This is an interesting review of a garden – and, as all good reviews do – it raises an interesting question. You don’t need a postcard to let us know what your answer is….. but you do need to view the post in your browser rather than in your email. (click the link…)
Anne Wareham, editor
A review of the Native Plant Garden at New York Botanical Garden by
Susan Cohan:
When a new garden destination opens, I always like to wait a bit and let the crowds simmer down so I can explore it in peace. I need that space to process my ideas and to really see a place. The Oehme, van Sweden designed Native Plant Garden at The New York Botanical Gardens opened in May to gushing and effusive reviews.
The hand of ‘The New American’ garden style attributed to Oehme van Sweden is evident throughout the 3.5 acre site that comprises more than 100,000 plants native to the Eastern Seaboard. It is contemporary and has flashes of genius. It is, to my eye, a clearly designed space that wants to also be natural. Vignettes abound that never occur so frequently in the wild. Some are painterly and others are dramatic. This is a garden, after all, and a teaching one at that. It covers a lot of regional and geographic botanical territory and includes mature and new plantings. Some areas are so densely planted that they have little room to grow and the maintenance will have to be intensive for garden crews or they’ll look awful in very little time. My favorite places were those in and bordering the woodlands that combined structural punctuation points with soft underplanting.
The garden’s central water feature is contemporary and at first I thought it looked too jarring. After exploring the garden and giving it some thought, I understand the design philosophy that clearly places our collective responsibility for these native and wild places in a contemporary context. Sustainable materials, storm water recycling and bio filters are all unseen yet declared parts of this feature. Other areas provide shelter and food for wildlife. Signage indicates and explains natural communities in an engaging way.
As a designer, I appreciate the subtlety of another designers hand, but wonder how many visitors will notice the details. In some ways the garden is too natural and I suspect some won’t get it at all. They’ll think that this is just what’s out there in the real world, when in reality it’s not.

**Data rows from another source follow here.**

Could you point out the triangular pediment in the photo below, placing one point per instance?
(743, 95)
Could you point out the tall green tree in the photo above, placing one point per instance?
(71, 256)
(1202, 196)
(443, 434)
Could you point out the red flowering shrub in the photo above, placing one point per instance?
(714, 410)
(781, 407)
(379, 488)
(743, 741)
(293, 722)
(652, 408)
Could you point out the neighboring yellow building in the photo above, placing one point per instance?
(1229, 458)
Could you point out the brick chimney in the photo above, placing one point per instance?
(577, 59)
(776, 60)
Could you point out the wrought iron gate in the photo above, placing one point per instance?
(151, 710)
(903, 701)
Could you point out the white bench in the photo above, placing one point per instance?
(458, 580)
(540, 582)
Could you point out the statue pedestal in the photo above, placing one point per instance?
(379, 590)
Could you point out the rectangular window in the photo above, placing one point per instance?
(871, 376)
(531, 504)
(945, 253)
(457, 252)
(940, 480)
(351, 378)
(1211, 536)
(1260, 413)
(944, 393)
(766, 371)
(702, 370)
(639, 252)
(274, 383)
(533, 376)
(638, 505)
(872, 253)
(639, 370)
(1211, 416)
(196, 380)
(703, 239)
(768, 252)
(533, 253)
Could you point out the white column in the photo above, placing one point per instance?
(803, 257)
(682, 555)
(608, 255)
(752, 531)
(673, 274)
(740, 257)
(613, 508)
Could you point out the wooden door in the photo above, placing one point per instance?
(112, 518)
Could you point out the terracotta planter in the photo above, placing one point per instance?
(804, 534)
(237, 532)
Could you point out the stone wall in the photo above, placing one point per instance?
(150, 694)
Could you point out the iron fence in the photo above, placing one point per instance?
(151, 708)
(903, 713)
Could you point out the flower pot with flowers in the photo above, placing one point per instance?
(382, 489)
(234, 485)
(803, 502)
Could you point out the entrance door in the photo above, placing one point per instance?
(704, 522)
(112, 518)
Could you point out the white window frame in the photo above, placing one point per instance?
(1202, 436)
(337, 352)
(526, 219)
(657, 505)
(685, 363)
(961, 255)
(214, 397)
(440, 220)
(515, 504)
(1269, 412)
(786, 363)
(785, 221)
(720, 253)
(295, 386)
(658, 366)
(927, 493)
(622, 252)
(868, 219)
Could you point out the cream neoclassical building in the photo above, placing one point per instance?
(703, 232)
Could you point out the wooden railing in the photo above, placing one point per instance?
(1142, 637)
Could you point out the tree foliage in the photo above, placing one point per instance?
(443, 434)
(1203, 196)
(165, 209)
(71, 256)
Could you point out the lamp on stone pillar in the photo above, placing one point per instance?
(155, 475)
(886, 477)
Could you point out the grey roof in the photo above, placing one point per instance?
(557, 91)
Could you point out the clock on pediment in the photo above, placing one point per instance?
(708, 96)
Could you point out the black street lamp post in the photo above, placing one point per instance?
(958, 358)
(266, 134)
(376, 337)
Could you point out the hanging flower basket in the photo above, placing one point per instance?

If the garden is to be a success, people have to stop and read and listen and look carefully to see the details. When viewed as a whole, it could be perceived as just another messy, unmanicured space that so many find threatening because they are so far removed from the wild.
Susan Cohan, APLD
Susan Cohan’s website. Susan Cohan is a co-founder and editor of Leaf magazine. (you will find Veddw in the Spring 2012 edition…ed.)
I live in NYC and visit the NYBG several times a year. The new native plant garden is an abomination. It looks like a sewage station was dumped right in the middle of the NYBG. It simply is too big. It doesn’t connect to anything else in its vicinity. The ‘bio purification’ system is a cruel joke on the unfortunate NYBG workers – I observed them this Spring, waist deep in the slimy muck – in an effort to clean out the ponds. Thankfully, the collection of Rosebay rhododendrons was left intact. They offer a most welcome buffer between the native forest and this disastrous ‘design’ for lack of a better word. Dull. Boring. Irrelevant. Misleading.
is it going to be natural or another example of mans thumb suppressing and manipulating natures randomness ?
I’m not sure that the shorthand “contemporary” is useful, especially in reference to the water feature. The whole garden was only opened in May, so it is all “contemporary”. I think that references to materials (concrete, wood?) or shapes (too rectangular?) would be more useful. Also, perhaps, some recognition that chained ponds have been part of Eastern planting since beavers; continued in town ponds, and farms.
I guess I am also suspicious of “100,000” plants: who counted them? It sounds like a bite from a press release or brochure. How do you count plans that reproduce on runners? How do you count grasses?